100 years and counting
The Arsenal versus Newcastle United history is littered with famous games, but the fixture list in 1893, 1904 and 1919 ensured that it also contains a quite remarkable coincidence as far as milestone games for the Gunners is concerned:
Arsenal made their Football League debut in a Second Division encounter against Newcastle, who were also making their league bow, on 2 September 1893 at the Manor Ground, Plumstead. After just six minutes of play, Arthur Elliott broke through, fed Charlie Booth on the left wing and his cross found Walter Shaw who, with a terrific shot, put the ball into the net just out of Alex Ramsay’s reach. This maiden League goal was met by rapturous applause from the crowd of 10,000. Shortly after the break Woolwich Arsenal went further ahead when, following an impressive solo run from his own half by Booth, Elliott beat Ramsay with a stinging shot. Arsenal eased off allowing Newcastle to press and, after 65 minutes, Tom Crate scored through a melee of players. This goal spurred the Magpies on and Jock Sorley netted shortly afterwards in similar fashion, and the game ended in a 2-2 draw.
It was also the Magpies who played Woolwich Arsenal in the Gunners’ first ever game in the highest echelon on 3 September 1904 at St James’ Park in Division One. This was also the first match in Newcastle’s first ever League title winning campaign. The crowd of 25,000 enthusiastically received both sides and acknowledged Arsenal as a welcome newcomer into the top flight. The champions-elect opened the scoring in the tenth minute when, direct from a corner, Jock Rutherford beat Jimmy Ashcroft in the Woolwich Arsenal goal. Ronald Orr then scored twice in the 62nd and 86th minutes to ensure Newcastle gained a 3-0 win.
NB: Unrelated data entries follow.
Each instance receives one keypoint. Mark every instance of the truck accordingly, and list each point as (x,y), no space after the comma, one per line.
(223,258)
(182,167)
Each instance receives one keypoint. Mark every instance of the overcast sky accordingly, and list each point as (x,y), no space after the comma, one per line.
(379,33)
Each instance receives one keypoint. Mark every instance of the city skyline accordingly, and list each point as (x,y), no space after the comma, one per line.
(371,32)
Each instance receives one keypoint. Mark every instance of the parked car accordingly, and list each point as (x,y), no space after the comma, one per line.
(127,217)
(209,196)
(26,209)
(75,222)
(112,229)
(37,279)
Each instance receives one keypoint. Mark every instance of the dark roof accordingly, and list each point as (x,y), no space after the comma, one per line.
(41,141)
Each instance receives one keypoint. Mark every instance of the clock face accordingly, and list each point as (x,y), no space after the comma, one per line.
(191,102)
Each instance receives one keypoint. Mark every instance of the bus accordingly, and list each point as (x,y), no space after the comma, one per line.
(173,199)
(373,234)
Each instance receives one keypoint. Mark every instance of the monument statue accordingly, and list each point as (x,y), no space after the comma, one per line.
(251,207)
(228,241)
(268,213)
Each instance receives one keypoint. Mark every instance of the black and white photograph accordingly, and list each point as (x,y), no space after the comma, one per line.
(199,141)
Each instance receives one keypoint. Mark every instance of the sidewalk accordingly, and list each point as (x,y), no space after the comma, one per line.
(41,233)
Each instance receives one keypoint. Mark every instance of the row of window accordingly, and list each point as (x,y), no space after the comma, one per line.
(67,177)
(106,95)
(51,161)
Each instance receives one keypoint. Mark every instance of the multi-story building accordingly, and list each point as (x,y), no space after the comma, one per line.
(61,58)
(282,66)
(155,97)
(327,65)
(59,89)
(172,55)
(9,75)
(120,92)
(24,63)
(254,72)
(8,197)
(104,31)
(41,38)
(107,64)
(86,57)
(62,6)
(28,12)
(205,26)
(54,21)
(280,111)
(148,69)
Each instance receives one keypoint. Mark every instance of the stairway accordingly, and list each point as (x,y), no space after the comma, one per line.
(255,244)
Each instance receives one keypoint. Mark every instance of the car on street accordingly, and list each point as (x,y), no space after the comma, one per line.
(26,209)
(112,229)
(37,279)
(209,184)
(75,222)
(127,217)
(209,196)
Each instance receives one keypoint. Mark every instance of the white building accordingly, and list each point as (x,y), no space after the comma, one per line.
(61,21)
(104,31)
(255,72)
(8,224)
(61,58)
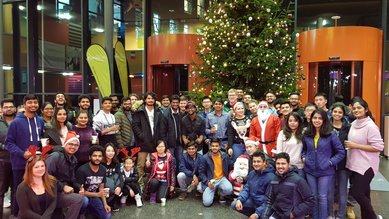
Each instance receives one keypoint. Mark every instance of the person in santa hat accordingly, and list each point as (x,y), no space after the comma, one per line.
(239,173)
(251,199)
(265,127)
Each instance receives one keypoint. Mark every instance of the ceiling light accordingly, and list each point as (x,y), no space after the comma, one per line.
(67,73)
(65,16)
(336,17)
(98,30)
(7,67)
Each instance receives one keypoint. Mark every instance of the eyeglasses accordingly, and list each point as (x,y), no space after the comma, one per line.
(73,145)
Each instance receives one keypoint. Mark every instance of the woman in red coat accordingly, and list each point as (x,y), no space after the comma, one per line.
(162,178)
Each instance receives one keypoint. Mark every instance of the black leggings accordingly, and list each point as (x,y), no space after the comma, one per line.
(159,187)
(360,190)
(132,185)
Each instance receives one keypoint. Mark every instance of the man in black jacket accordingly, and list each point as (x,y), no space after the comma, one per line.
(8,109)
(171,128)
(147,123)
(62,165)
(288,195)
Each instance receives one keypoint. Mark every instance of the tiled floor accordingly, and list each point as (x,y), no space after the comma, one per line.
(193,208)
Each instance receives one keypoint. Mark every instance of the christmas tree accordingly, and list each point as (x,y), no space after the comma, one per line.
(248,44)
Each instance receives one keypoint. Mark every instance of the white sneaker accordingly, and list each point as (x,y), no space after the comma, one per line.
(138,200)
(123,200)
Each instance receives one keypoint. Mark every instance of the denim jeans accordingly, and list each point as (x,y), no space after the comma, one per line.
(339,187)
(248,207)
(319,187)
(238,149)
(17,178)
(96,207)
(184,181)
(177,153)
(5,182)
(360,190)
(225,189)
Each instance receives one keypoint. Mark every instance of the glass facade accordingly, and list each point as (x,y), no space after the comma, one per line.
(177,16)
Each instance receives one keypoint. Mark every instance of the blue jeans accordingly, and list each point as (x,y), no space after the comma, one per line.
(238,149)
(225,189)
(301,173)
(177,153)
(338,186)
(96,207)
(248,207)
(319,187)
(184,181)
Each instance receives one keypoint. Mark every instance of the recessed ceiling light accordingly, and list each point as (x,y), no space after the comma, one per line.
(67,73)
(98,30)
(7,67)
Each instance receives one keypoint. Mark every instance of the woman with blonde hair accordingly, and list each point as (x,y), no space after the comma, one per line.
(37,194)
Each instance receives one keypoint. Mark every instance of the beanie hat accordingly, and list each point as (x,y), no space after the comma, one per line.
(252,141)
(71,136)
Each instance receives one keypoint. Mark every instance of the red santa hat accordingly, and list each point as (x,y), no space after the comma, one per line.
(263,103)
(252,141)
(238,104)
(71,136)
(243,157)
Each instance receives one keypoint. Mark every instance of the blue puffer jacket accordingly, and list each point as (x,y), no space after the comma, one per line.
(321,161)
(255,188)
(190,166)
(207,167)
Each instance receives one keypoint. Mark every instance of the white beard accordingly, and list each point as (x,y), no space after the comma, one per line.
(263,115)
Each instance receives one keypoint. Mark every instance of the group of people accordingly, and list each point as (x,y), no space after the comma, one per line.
(275,159)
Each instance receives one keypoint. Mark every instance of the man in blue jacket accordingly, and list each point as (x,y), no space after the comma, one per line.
(288,195)
(189,170)
(25,130)
(213,171)
(62,165)
(251,199)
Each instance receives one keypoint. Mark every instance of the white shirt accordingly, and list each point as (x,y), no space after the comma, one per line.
(104,120)
(150,114)
(292,147)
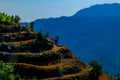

The game had been well contested; Arsenal, while beaten, certainly did not disgrace themselves in their inaugural match at this level. A big difference between the sides was in front of goal – while Arsenal were hesitant and wasted their chances, Newcastle were clinical.
The Arsenal’s first game in the 100 year sequence was against Newcastle on 30 August 1919. It was also the first ever top flight game at Highbury, and the first competitive game since World War One ended. This exciting restart to peacetime football led to massive queues at Kings Cross, snaking all the way to St Pancras train station, for the tube to Gillespie Road on the day of the game. The gates had to be shut before kick-off with many thousands still outside. However just prior to kick off some gates were forced open allowing many of the throng outside to push in and gain entrance without paying. The crowd of ‘40,000’ witnessed a tight match which was won in the 25th minute when James Henderson thundered a shot past Ernie Williamson. Henderson had scored with their only meaningful shot of the afternoon allowing Newcastle to take the points back to the North-East with the 1-0 win.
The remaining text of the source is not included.